Beer used to help lure in church members

Church groups have long used coffee and the occasional stale donut as a way to bring together parishioners to talk about faith. Now, some churches are trying to attract new members through craft beer.

NPR reports that Zio Carlo brewpub in Fort Worth, Tex. is home to Church-in-a-Pub, where members of the Calvary Lutheran Church meet and drink good beer.

Not surprisingly, some Sunday night drinkers are a bit taken aback to find a church service in their local bar. “I tell ‘em, it’s a church service, and they’re, like, ‘In a pub?’ And I’m, like, yeah.
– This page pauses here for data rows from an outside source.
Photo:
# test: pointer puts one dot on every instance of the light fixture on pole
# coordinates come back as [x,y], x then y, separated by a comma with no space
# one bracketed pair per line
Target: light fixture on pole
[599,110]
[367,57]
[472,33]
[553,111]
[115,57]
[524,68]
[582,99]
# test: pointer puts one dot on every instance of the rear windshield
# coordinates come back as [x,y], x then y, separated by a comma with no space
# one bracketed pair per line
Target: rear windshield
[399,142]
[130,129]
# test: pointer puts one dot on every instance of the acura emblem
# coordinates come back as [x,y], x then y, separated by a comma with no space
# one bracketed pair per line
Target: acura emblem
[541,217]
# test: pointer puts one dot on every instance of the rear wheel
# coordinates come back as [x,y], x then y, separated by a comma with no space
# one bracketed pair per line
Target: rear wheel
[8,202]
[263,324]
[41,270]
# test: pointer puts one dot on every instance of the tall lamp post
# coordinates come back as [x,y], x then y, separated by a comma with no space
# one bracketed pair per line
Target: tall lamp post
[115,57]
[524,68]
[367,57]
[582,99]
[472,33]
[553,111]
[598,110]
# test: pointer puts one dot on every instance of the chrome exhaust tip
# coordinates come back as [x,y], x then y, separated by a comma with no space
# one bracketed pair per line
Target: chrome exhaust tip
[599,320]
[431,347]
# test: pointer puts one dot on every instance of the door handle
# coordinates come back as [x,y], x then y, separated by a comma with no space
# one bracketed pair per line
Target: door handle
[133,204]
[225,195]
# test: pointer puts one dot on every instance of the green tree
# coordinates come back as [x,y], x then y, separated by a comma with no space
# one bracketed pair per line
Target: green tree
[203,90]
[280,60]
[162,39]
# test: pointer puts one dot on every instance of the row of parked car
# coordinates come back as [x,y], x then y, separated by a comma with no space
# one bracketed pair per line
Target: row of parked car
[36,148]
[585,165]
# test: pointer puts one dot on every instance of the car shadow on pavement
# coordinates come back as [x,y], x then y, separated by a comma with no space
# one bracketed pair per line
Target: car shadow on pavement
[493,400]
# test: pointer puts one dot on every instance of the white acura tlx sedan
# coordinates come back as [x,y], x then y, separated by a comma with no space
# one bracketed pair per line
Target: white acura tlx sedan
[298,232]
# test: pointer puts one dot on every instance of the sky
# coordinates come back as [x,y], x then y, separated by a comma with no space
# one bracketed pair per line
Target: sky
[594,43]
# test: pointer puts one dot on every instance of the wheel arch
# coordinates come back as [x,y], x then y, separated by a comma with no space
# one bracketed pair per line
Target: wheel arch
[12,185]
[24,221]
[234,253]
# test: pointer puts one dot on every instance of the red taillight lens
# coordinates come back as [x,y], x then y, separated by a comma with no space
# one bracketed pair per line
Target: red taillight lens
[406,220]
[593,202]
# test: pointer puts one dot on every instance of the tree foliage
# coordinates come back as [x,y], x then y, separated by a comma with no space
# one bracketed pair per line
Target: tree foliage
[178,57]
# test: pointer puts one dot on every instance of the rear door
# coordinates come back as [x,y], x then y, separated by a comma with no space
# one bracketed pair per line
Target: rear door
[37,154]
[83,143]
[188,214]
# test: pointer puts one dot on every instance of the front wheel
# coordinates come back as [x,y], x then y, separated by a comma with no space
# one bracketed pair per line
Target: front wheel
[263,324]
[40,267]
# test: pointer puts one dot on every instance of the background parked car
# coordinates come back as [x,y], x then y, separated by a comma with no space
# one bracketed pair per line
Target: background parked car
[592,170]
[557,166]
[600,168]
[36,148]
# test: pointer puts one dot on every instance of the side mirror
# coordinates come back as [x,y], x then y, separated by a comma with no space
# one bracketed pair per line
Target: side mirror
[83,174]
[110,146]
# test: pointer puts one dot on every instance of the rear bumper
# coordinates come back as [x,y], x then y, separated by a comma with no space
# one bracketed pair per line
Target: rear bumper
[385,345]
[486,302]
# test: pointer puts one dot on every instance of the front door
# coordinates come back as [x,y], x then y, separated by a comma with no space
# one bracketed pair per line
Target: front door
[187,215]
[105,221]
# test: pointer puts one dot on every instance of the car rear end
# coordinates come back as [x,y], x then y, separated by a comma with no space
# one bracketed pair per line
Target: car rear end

Some of ‘em stick around for trivia, some of ‘em take off, some of ‘em will hang out and have another pint or two,” bartender Les Bennett told NPR.


“Barbecue and Baptism” is a common summertime event here in the deep south.


I instinctively guessed it was a Lutheran parish. :smiley:

Now, Lutherans in general aren’t shy about liking a brew or two. I was not surprised that it was an ELCA church to actually set up a service in a pub - but surely they wouldn’t have the Divine Service in that manner?

I could see it as a nice setting for a casual Bible study group though :slight_smile: Our local Catholic diocese has Theology on Tap events at pubs…

I’d rather my people were in the alehouse thinking of church,
than in church thinking of the alehouse. Martin Luther

"It is my design to die in the brew house; let ale be placed in my mouth when I am expiring, that when the choirs of angels come, they may say, “Be God propitious to this drinker.” – St. Columbanus

“You can’t be a real country unless you have a beer and an airline - it helps if you have some kind of a football team, or some nuclear weapons, but at the very least you need a beer.” --Frank Zappa

There is a Catholic bishop who would go to the local college bar (an “Irish” pub) and drink with the students. He took it as an opportunity to evangelize to the college crowd. I’m not sure if he still does this, but he was in the paper a few times in the late 1990’s or early 2000’s. I thought it was a great idea, but he never said Mass at the pub. I’m not a drinker–never touch a drop–and still think it’s a great way to evangelize.

Sounds like fun! Unfortunately, there’s no Theology on Tap that I could find in my area.

You guys are already the undisputed Kings and Queens of the casseroles. But, casseroles *AND *beer?? Clearly, we Catholics have some catching up to do in the merriness department. :wink:

Reminds me of when was a Junior in college (back in 1997). I took a road trip with two buddies to Notre Dame to watch them play Boston College. We stayed in the dorms. The president of the university (a priest) lived in the same dorm as the one we were staying in. We were drinking beer (we were all under-aged) and president walked into the dorm room (the door was opened).

He said to us “nothing wrong with drinking, but drinking games are a sin.” Then, told us to enjoy and left. Needless to say, I was saying to myself “why didn’t I go to a Catholic School!?!?!”

Different subject, Villanova’s campus ministry has “Theology on Tap”

Many of the monasteries and Kloisters set up throughout Germany, Switzerland, Austria were beer making entities to earn money for the monks there.

Throughout France and Spain and Italy, the monks made wine to help earn money.

That’s not by St. Columbanus. It’s by an anonymous poet who signed himself “the Archpoet” and whose poetry was discovered in the Benediktbeuern Abbey in Germany (hence the name “Carmina Burana”).

St. Columbanus would probably have told the Archpoet to fast for the rest of his life on bread and water for writing such blasphemous stuff.


Ah–it’s craft beer. That’s all right then. You scared me for a moment–I thought some unfortunate church was luring people with Budweiser, which would be almost as bad as luring them with contemporary Christian music.


very true. The oldest brewery in the world has been making beer since 1040 AD and started by monks.


I edited out the “Craft” word because I thought people wouldn’t know it.